2006 Fiscal Year Annual Research Report
STM-BH法によるドーパントの直接観察と界面空間電荷層の原子レベル評価
Project/Area Number |
05J02204
|
Research Institution | Kyoto University |
Principal Investigator |
小林 賢吾 京都大学, 国際融合創造センター, 特別研究員(DC1)
|
Keywords | 半導体 / ドーパント / STM / LBH / ポテンシャル / 電子状態 |
Research Abstract |
本研究の目的は、半導体中の不純物原子(ドーパント)の分布、及びその静電ポテンシャルを原子レベルでScanning Tunneling Microscope(走査トンネル顕微鏡:STM)を用いて評価することである。

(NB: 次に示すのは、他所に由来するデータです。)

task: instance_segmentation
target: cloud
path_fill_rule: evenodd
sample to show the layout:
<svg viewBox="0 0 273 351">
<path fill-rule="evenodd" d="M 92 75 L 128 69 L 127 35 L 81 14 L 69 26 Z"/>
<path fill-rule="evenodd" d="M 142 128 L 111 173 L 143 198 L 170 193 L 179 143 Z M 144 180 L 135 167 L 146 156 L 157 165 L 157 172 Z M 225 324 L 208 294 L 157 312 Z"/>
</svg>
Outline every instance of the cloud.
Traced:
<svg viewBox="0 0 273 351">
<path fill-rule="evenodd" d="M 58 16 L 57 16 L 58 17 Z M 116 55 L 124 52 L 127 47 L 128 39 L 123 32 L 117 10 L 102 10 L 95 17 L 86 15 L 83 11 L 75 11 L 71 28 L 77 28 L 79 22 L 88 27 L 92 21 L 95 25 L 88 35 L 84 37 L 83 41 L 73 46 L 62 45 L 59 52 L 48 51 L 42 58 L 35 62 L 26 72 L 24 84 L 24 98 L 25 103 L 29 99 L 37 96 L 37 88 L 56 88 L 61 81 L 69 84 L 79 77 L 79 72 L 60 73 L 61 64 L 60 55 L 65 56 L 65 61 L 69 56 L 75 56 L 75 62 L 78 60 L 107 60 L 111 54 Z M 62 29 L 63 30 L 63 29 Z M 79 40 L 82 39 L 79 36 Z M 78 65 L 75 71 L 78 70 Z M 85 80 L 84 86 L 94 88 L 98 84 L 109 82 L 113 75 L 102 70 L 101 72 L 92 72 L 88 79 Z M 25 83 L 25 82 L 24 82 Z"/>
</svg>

STMにより半導体表面のドーパント分布を得るとともに、LBH(局所トンネル障壁:Local Barrier Height)を計測することを通してドーパント原子の静電ポテンシャルを求めている。そして、ドーパント原子の区別を原子分解能で得ることにより、STMのナノスケールデバイスへの応用を目指している。今年度は、STM-LBHによる実験を液体窒素温度(<80K)で行うとともに、STM探針を加熱することにより、探針の汚染を防ぐことを試みた。この結果、非常に安定にSTM-LBHの実験を行うことができるようになり、前年度よりも精密な計測を行えるようになった。 実験対象となる試料はZnドープp型GaAs(110)、及びSiドープn型GaAs(110)である。それぞれの試料においてバイアス電圧を0.1Vずつ、1.0V^-2.6V、及び-1.0V^--2.6V程度まで変化させつつ、ドーパント原子が存在する場所と清浄GaAs表面でLBHを計測し比較を行った。この結果、アクセプタ原子が負に帯電しその結果LBHは上昇するという単純な予測とは異なり、p型GaAsにおいて、ドーパントサイトのLBHは必ずしも清浄表面と比べて上昇する訳ではないことが確認できた。また、負のバイアス電圧においては、清浄表面のバイアス電圧依存性は2次曲線に近い物となり、さらにドーパントサイトのバイアス電圧依存性は清浄表面の曲線がバイアス電圧正の方向へずれたものとなった。このずれがドーパント原子による局所的なバンドベンディングを表しているのではないかと考えている。